Netflix's Kingdom

“The ones you love the most are always the ones that hurt you the most”

Rating: 5 out of 5.

The popularity of a zombie-themed show is sure to soar, such as AMC’s 2010 The Walking Dead, seducing avid fans of the horror genre. The deviance of cannibalism and splashy gore are elements that – due to their absence from our lives – create the perfect escape from mundanity. Introducing complexity into this formula seems risky, but does Kingdom deliver on its promise?

The South Korean political period horror, written by Kim Eun-hee and directed by Kim Seong-hun [Tunnel], first aired on January 25th 2019. The story is based on the 2014 webcomic series Land of The Gods, also written by Kim Eun-hee. The plot revolves around the treasonous Crown Prince, Lee Chang (Ji-Hoon Ju), as he tries to quell the spread of a zombie plague threatening to consume the kingdom.

On his quest, he is joined by his trusted bodyguard Mu-yeong (Kim Sang-ho), a female physician named Seo Bi (Doona Bae – known for her role as Sun in Sense8), and a young warrior named Young Shin (Kim Sung-kyu). Their dynamics shift under the chilling circumstances, but probably the most daunting enemy is the one responsible for the political scene of the country. The Queen Consort (Kim Hye-jun) twiddles power behind the palace’s walls, careless with life.

Unlike most shows, both seasons of Kingdom deliver breathless action, as well as a production worthy of an Oscar. Every scene seems meticulously crafted, from the makeup and costumes to the choreography. The utter chaos of the approaching night is enthralling, tying a feather-light knot around your heartstrings. The subplots are woven into a harmonious web, which pulsates from the human element of the series. Bleeding while the light is dwindling.
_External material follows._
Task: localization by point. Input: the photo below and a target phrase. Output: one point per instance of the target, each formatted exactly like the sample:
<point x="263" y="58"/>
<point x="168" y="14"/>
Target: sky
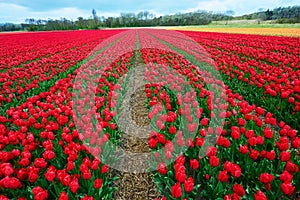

Every character has an arc and never strays from it, binding the fictional theme into something eerily believable. When you least expect it, the show pounces on you – asking uncomfortably ethical questions. And yet, you find yourself unable to squirming away. Because of the natural balance of themes and engaging dilemmas, the show easily draws in a wide audience, promising many sleepless nights. The only downside of the series is that there are only ten episodes in a season.